Came across this a while back (I forget where now):

"But authoritarian control over colleges and universities is more often exerted by conservative presidents. In 1991, four former Hillsdale College professors, all members of the conservative National Association of Scholars, criticized the small college and its president, George Roche. They wrote: "For years the Hillsdale administration has neglected its academic program to pay for 'outreach' activities designed to promote Dr. Roche, maintained a curriculum that requires no appreciable knowledge of Western culture, and used every possible means including dismissals and threats of lawsuits, to silence dissent of any kind among faculty and students." (Academic Questions, Fall 1991) They noted that in 1986, "the administration began to attack the student newspaper, the Collegian, for its disagreements with college policies, threatening lawsuits and other reprisals against the student staff and any faculty who defended it." The editor of the Collegian was forced by the administration to resign, and the rest of the student staff resigned in protest."

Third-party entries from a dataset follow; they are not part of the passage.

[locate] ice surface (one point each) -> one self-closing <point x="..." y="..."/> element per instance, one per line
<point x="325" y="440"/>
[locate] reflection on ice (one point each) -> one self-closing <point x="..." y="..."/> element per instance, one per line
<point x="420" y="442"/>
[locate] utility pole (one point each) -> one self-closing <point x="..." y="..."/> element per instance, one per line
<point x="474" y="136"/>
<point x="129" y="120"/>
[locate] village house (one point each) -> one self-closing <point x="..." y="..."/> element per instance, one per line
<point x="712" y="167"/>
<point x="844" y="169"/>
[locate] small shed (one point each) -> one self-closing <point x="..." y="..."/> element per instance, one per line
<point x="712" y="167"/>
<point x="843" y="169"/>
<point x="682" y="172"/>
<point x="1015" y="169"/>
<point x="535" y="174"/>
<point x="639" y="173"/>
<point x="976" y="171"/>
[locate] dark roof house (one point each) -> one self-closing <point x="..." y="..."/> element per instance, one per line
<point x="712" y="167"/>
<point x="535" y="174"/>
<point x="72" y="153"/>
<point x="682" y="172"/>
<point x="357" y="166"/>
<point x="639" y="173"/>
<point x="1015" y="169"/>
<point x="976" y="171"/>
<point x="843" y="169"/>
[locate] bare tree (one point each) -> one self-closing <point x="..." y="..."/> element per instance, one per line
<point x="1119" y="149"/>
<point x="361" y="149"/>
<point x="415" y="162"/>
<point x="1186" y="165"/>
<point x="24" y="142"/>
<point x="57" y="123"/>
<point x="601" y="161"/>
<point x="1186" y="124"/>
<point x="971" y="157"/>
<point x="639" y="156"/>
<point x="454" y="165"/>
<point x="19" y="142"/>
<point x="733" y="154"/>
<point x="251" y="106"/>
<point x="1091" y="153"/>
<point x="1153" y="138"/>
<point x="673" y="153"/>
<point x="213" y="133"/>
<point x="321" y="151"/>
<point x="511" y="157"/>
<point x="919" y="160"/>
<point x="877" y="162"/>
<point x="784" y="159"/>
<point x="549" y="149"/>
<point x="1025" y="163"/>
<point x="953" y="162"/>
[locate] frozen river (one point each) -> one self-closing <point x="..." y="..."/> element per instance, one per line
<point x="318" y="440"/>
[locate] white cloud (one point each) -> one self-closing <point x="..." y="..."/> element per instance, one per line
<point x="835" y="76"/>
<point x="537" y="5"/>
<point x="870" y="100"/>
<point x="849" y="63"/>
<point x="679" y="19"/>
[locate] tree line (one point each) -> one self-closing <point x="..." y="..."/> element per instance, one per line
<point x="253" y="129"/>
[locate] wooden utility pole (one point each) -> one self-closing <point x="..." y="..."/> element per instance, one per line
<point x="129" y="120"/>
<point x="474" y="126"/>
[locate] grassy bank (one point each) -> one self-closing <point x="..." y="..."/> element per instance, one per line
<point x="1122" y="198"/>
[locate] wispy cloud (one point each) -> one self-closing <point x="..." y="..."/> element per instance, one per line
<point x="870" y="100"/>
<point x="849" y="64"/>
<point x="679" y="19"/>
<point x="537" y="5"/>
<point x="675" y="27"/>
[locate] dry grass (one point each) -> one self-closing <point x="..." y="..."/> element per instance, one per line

I was writing for the Collegian at the time of the controversy (1986, my sophomore year). In fact, I wrote a piece expressing solidarity with 2 of my poli sci profs, which was critical of the administration, especially after one of the profs (Dr. Hancock, my advisor and a simply wonderful man) decided to leave Hillsdale because of the shenanigans explained above. Behold, the next year some of my merit scholarships were mysteriously cancelled without explanation. One of the lower level hacks in the personnel dept. went so far as to suggest I transfer since the financial hardship would be too difficult; I chose to take out bigger loans. Why I wanted to stay at Hillsdale is now unclear to me. I think it was that I was commited--the political whirlwind was intense (and as a poli sci student, it took on larger dimensions), I had close friendships, I felt comfortably trapped in a degree I couldn't imagine finishing elsewhere. But most of all respect for my professors knew no bounds. Looking back I see it was a moment in American history in microcosm where the shift from conservatives who believed in freedom were killed off by neo-conservative cynicism. One could say it was always "bad" conservativism underneath it all--pro-tradition (judeo christian, greco-roman), anti-left, pro-capitalism. Yes, that's true, but there were some who taught me to think critically, to value learning for its own sake, to question historical limits, to love philosophical ideas and to see that love as a political act. They might have been conservatives, but they taught me to be a radical. Finally, I believe that's why they were targeted, shunned, ex-communicated. It taught me a lesson: politics takes place on many levels the repercussions of which are often difficult to delineate, and institutions of learning, like any other place, are important sites of struggle. Perhaps it prepared me for being a grad student, or professional academic. We shall see.